Nella giungla delle cariche europee la parola “segretario generale” passa inosservata, figuriamoci quanto si parla della commissione europea. Ma il ruolo che ricoprirà Selmayr dal 1 marzo è decisivo. Il segretario generale della commissione coordina il lavoro di 22mila funzionari e 27 i commissari per garantire che seguano la linea del presidente della Commissione. Tutte le dichiarazioni, tutte le decisioni, tutte le trattative con gli altri organi europei e gli Stati passano da questa figura chiave. Più o meno tutto quello che non ufficialmente ha fatto l’attuale capo di gabinetto finora.

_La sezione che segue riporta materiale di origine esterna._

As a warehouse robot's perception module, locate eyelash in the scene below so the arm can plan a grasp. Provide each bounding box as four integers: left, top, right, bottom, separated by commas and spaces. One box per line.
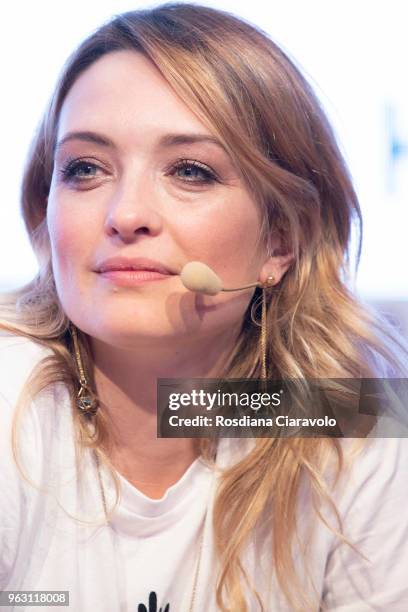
60, 158, 218, 185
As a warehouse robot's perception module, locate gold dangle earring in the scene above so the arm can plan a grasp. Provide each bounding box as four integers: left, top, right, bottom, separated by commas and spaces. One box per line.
261, 274, 275, 380
70, 323, 99, 416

Con la nomina di Selmayr, ora tutti i ruoli amministrativi più importanti dell’Unione europea sono ricoperti da tedeschi. Klaus Welle è segretario generale del Parlamento europeo dal marzo del 2009, Helga Schmid invece coordina il lavoro dell'Eeas Servizio europeo per l’azione esterna. A questi potrebbe aggiungersi anche la nomina di Jens Weidmann a capo della Banca centrale europea. L’attuale presidente della Bundesbank, la banca centrale tedesca, è considerato uno dei probabili successori di Mario Draghi all’Eurotower, quando il mandato dell’italiano scadrà il 1 novembre del 2019. Ha senso votare ancora
Finora la strategia politica tedesca è stata diversa da quella italiana. La Germania sa di essere il Paese più ricco e influente dell’Unione europea e per questo i tedeschi preferiscono stare dietro le quinte. Non occupano i ruoli più visibili o mediatici, ma quelli più strategici. Davanti ai microfoni vanno i politici, ma il vero lavoro lo fanno i funzionari. Lì, tra i cavilli e i regolamenti dove veramente conta l’influenza di un Paese quasi sempre ci sono dei tedeschi. Una concezione completamente diversa da quella italiana. Ad oggi abbiamo: il presidente della Banca centrale europea, il presidente del Parlamento europeo, e l’alto rappresentante per la politica estera e la sicurezza comune. Siamo sicuri di contare veramente qualcosa?